Our study has demonstrated the existence of several different patterns of evolution for HGV infection markers in hemodialysis patients. Some of these patterns (persistent viremia, de novo infection during follow-up in those without anti-E2 antibodies, or persistent presence of anti-E2 antibodies) have been described previously (1, 3, 4, 6, 16).

Interestingly, a proportion of patients (13 of 58; 22.4%) with initial presence of anti-E2 antibodies lost them during follow-up. Antibody titers, indirectly measured by optical density, were significantly lower in these patients than in those who retained anti-E2 antibodies. Four of the patients who lost their anti-E2 antibodies developed HGV viremia. There are two possible explanations for this finding. First, a reservoir of HGV could have been present in these patients, and the disappearance of antibodies would then have allowed the replication of HGV and consequent viremia. Alternatively, they could have been reinfected in the absence of protective antibodies. Those HGV RNA-positive individuals who lost previous anti-E2 antibodies cleared the viremia. Although it has been thought that the clearance of viremia is linked with the appearance of anti-E2 antibodies (4), this was not the case in our study. The immunodeficiency associated with renal failure was probably implicated in this finding (10).

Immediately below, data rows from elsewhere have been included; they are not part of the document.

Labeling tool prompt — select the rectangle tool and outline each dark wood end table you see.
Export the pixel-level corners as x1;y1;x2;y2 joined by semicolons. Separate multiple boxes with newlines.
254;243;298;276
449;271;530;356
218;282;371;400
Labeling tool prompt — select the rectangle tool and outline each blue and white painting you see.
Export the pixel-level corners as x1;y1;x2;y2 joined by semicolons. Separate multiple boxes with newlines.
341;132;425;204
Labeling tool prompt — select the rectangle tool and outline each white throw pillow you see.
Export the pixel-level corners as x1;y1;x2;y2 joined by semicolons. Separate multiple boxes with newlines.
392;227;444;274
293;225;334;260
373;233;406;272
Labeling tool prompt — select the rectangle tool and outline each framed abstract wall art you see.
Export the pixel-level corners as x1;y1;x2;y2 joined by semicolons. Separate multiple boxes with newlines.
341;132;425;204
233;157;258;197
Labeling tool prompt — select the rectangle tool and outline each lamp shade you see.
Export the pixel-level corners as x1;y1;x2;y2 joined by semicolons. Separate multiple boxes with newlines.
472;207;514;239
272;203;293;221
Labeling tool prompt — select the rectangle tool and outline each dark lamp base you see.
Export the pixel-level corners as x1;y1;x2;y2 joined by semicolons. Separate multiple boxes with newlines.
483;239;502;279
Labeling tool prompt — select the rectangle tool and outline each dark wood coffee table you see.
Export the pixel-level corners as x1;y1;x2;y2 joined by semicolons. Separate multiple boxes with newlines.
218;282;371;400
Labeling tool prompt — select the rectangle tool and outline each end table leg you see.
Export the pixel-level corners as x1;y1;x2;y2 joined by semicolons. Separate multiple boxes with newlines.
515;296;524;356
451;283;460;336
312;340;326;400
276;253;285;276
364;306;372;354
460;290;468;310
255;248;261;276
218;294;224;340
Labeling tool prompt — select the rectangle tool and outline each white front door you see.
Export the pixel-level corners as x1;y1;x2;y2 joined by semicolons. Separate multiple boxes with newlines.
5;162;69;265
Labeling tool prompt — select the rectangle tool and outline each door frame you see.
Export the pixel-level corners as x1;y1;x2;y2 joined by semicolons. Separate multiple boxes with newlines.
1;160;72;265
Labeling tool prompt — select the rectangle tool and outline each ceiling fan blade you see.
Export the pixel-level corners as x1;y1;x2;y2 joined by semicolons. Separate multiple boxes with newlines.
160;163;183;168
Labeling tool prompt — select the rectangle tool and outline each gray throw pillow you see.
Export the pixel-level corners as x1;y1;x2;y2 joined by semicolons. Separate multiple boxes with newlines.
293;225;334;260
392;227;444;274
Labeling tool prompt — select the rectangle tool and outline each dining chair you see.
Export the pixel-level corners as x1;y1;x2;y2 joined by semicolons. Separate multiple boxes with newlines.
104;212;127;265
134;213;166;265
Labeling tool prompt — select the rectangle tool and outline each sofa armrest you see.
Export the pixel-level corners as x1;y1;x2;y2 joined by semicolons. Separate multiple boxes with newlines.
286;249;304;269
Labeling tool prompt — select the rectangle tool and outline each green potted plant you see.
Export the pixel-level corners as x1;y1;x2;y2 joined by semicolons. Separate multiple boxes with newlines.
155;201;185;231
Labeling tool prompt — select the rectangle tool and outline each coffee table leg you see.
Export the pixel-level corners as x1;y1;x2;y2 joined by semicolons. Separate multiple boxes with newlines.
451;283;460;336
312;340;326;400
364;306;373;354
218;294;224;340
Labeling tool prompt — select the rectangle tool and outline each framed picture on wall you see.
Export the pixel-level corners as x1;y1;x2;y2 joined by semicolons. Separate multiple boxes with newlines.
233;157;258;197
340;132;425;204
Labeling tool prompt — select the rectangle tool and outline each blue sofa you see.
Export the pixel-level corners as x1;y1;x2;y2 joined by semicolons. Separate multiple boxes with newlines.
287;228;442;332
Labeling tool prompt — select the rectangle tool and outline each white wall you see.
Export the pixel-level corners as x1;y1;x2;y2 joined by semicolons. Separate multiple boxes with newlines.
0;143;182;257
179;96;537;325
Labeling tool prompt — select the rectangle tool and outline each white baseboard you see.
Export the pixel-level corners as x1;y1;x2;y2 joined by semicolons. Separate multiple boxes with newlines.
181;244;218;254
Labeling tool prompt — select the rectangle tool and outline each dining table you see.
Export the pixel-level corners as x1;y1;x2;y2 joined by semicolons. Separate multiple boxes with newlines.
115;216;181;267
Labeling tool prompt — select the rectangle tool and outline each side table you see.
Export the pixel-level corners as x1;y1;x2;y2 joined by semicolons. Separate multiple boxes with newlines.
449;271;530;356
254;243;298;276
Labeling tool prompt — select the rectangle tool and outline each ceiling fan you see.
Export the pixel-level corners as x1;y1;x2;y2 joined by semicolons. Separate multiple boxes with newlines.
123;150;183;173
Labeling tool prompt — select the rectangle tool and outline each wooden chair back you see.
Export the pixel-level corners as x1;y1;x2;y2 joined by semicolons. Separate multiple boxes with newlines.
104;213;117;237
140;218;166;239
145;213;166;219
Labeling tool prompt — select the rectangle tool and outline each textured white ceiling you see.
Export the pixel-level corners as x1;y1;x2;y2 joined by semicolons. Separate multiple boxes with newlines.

The existence of this group who lost anti-E2 antibodies during follow-up raises the possibility that HGV prevalence in transversal studies may be underestimated. More interestingly, the reappearance of HGV viremia in those who lost their HGV antibodies implies a temporally limited protection in patients previously infected with HGV.